On August 22, 2018, Harris introduced the Maternal Care Access and Reducing Emergencies (CARE) Act, cosponsored by U.S. Senators Kirsten Gillibrand (D-NY), among others.

The bill proposes:

  • Grants for up to 10 states to create pregnancy medical home (PMH) programs, with the purpose being to “deliver integrated health care services to pregnant women and new mothers”
  • Grants for health-care training programs to implement implicit bias training
  • Requiring the National Academy of Medicine to study implicit bias and make recommendations for how to assess it within clinical testing in medical schools and other health-care training programs

“Passing my Maternal CARE Act is one step to ensuring our medical system finally treats women—especially Black women—with the dignity they deserve,” Harris wrote in a Medium post about the bill on May 26, 2019. “What’s good for our Black mothers is good for our babies, families, and communities—and it’s good for the entire country.”

According to a press release from Harris’s team, the bill was endorsed by the Black Mamas Matter Alliance, ACOG, the Center for Reproductive Rights, and many more organizations.

Harris also cosponsored several additional pieces of legislation addressing this issue, including the Modernizing Obstetric Medicine Standards (MOMS) Act, introduced by Kirsten Gillibrand on August 28, 2018 (endorsed by the American College of Obstetricians and Gynecologists (ACOG), the National Birth Equity Collaborative, MomsRising, and the Association of Maternal and Child Health Programs (AMCHP), among others); the Maximizing Outcomes for Moms through Medicaid Improvement and Enhancement of Services (MOMMIES) Act, introduced by Cory Booker on September 25, 2018 (supported by the Black Mamas Matter Alliance, the National Partnership for Women and Families, and Every Mother Counts, among others); and the Healthy Maternity and Obstetric Medicine Act introduced by Sherrod Brown on May 15, 2019 (supported by the Black Mamas Matter Alliance, March of Dimes, ACOG, and others).

“Kamala has been a leader in the fight for racial justice throughout her career,” her campaign site says. “Working to repair the systemic inequalities people of color face in this country will remain a top priority for her as president.”

Getty Images/Morgan Johnson

Getty Images/Morgan Johnson

John Hickenlooper (D), former Governor of Colorado

"Governor Hickenlooper believes that every woman has a right to safe and affordable maternal care,” campaign spokesperson Mark Ranneberger tells SELF in an email statement. “A Hickenlooper administration would work with Congress to pass the Mothers and Offspring Mortality and Morbidity Awareness Act to expand Medicaid coverage for new mothers from 60 days post birth to one year and standardize data collection and analysis so we can better understand and address the root causes of elevated levels of maternal morbidity rates, particularly for the Black and Native American communities."

The Mothers and Offspring Mortality and Morbidity Awareness Act, also called the MOMMA’s Act, was introduced by Representative Robin Kelly (D-IL), and Senators Dick Durban (D-IL) and Tammy Duckworth (D-IL), on March 27, 2019. The bill proposes:

  • Using a federal committee of experts to establish national obstetric emergency protocols
  • Expanding access to culturally competent care
  • Ensuring that maternal mortality review committees across the country share information and best practices.

Supporters of the MOMMA’s Act include the Black Mamas Matter Alliance, ACOG, and the Center for Reproductive Rights, among others.

Getty Images/Morgan Johnson

Getty Images/Morgan Johnson

Jay Inslee (D), Governor of Washington

The maternal mortality rate in the United States is “a tragedy and national embarrassment,” Katie Rodihan, the press secretary for Inslee for America, tells SELF in an email statement.

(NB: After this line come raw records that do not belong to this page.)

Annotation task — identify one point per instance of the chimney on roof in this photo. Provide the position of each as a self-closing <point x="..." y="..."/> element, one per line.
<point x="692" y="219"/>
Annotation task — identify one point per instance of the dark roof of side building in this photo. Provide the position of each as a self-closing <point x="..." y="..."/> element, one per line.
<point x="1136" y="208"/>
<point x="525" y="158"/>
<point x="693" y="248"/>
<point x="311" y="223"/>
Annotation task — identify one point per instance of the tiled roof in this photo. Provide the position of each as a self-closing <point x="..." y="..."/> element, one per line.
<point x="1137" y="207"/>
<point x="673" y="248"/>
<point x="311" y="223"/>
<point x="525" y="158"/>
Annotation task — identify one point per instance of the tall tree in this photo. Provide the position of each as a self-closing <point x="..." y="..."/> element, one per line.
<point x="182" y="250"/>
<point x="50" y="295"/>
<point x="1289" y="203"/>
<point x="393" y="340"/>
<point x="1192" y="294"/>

“As president, Inslee would require that federally-funded health research include focused studies on women’s health and on women of color,” Rodihan continues. “This includes expanding medical research to evaluate the effects of medications on women and women of color specifically. Men and women react differently to certain treatment, but not enough research has been devoted specifically to study women’s reactions. Governor Inslee also believes we should create local maternal mortality review committees comprised of local health experts to evaluate local issues around maternal health.”

Inslee would also call for further support for Planned Parenthood. “In rural areas, Planned Parenthood is often the only health-care provider, and many areas served by Planned Parenthood do not have a local Federally Qualified Health Center,” Rodihan says.

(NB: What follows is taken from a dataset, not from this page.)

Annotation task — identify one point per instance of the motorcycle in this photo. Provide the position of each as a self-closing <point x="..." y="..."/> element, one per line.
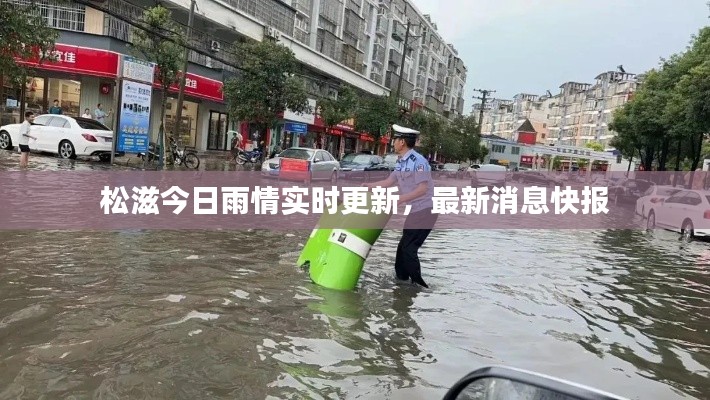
<point x="506" y="383"/>
<point x="152" y="154"/>
<point x="180" y="156"/>
<point x="244" y="157"/>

Getty Images/Morgan Johnson

Getty Images/Morgan Johnson

Amy Klobuchar (D), Senator from Minnesota

An Amy for America staffer pointed SELF to a June 18, 2019, Medium post in which the Klobuchar campaign outlined over 100 actions the senator would take during her first 100 days as president. One of those steps: “Develop best models of care to address disparities in maternal and infant mortality and address the shortage of maternity care health professional in underserved rural and urban areas.”

The post says that Klobuchar would “immediately implement a new law that tackles the shortage of maternity care health professionals—including nurses, midwives, and obstetricians—in underserved areas, and she will develop best models of care to address racial disparities in maternal and infant mortality.”

Klobuchar also cosponsored the Maternal Care Access and Reducing Emergencies (CARE) Act introduced by Senator Kamala Harris (D-CA) on August 22, 2018 (endorsed by the Black Mamas Matter Alliance, ACOG, the Center for Reproductive Rights, and more); and the Healthy Maternity and Obstetric Medicine Act introduced by Senator Sherrod Brown (D-OH) on May 15, 2019 (supported by the Black Mamas Matter Alliance, March of Dimes, ACOG, and others).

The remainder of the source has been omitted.